If you’re wondering how to be specific while giving suggestions, we will tell you-
- Your focus must be on objective points and not subjective points.
- You must use key points and fragment your feedback into a pointer for clarity.
- Provide your workers with ample examples for each requirement.
In this way, you can implement specificity and avoid vagueness while giving feedback or criticism. Using this constructive criticism method helps employees understand their work requirements better and don’t feel stressed about what and how the work needs to be done.
4. Give recommendations on how to improve.
After applying the methods mentioned above successfully, you can slowly move towards recommending the necessary improvements your employees must focus on.
First and foremost, your recommendations will sound positive and promising.
Depending on your employees’ behavior, you must be selective by giving suggestions on how and where they need to improve as criticism can be interpreted differently.
Giving specific recommendations on improvements will help your employees understand you and your expectations better. Positive feedback enhances communication and teamwork.
Example of how to give recommendations for improvement-
For instance, you’re giving feedback on a presentation.
Weak recommendation- “The presentation is too long and boring, make it shorter.” Such recommendations are not helpful. This denotes rudeness and bossy behavior.
Positive Recommendation- “I feel the presentation is good but can be shortened as the pointers seem too lengthy, what do you feel? Try to make it like just 2 pointers each with a clear message. In that way, the presentation becomes more impactful” If recommendations are positive and conversational, you refrain from being imposing and bossy. Such suggestions help them improve as you provide a rationale and specificity.
5. Do not assume
Assumptions can cause a lot of trouble and distress in the workplace, especially with comments and feedback.
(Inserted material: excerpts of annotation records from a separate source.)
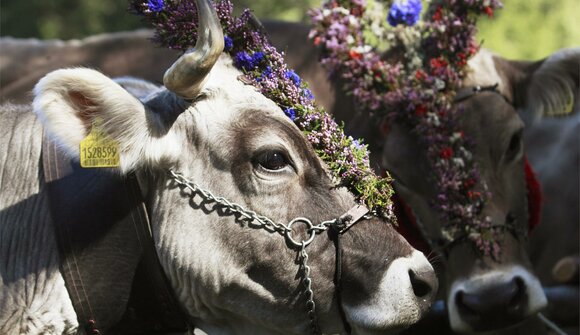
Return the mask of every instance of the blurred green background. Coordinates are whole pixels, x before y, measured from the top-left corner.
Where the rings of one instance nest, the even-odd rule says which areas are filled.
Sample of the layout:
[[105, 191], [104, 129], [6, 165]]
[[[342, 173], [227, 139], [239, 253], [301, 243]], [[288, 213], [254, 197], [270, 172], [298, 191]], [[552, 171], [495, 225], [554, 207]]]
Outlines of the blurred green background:
[[[307, 22], [321, 0], [234, 0], [260, 18]], [[580, 46], [580, 0], [504, 0], [504, 9], [480, 23], [484, 46], [515, 59], [538, 59]], [[144, 25], [124, 0], [0, 0], [0, 35], [72, 39]]]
As a leader or a manager, you must not assume instead observe.
Give suggestions or recommendations only when you know the facts about that particular subject or person. Do not merely assume. Wrong assumptions not only bring your employees into bad light but also makes you look bad. Hence one must avoid assuming.
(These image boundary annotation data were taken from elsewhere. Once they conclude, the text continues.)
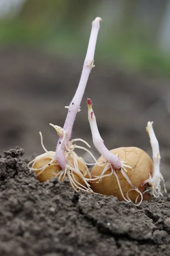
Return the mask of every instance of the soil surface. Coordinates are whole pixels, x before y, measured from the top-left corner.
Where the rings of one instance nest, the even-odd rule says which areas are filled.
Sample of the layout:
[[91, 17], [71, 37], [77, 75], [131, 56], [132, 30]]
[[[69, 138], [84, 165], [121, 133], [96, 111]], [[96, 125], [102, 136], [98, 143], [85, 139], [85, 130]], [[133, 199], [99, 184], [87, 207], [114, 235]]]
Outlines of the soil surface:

We have mentioned an example to highlight the difference between an assumption and a critique for a better understanding.
Criticism- “The speaker seemed to be mediocre; he appeared nervous and was not able to communicate well with the audience.”
Assumption- “The speaker was bad; he did not have public speaking experience.” This is an assumption and derogatory. Some speakers are seasonal and might get nervous as audiences differ from place to place. To assume someone is inexperienced because they’re nervous is pompous behavior.
We thank you for staying with us until the end. We hope this piece helped you realize the importance of constructive criticism, and you’d surely apply it in the workplace. These tips will help you in giving positive feedback and maintain a healthy professional relationship with your workers. Do let us know which method of constructive criticism was helpful for you.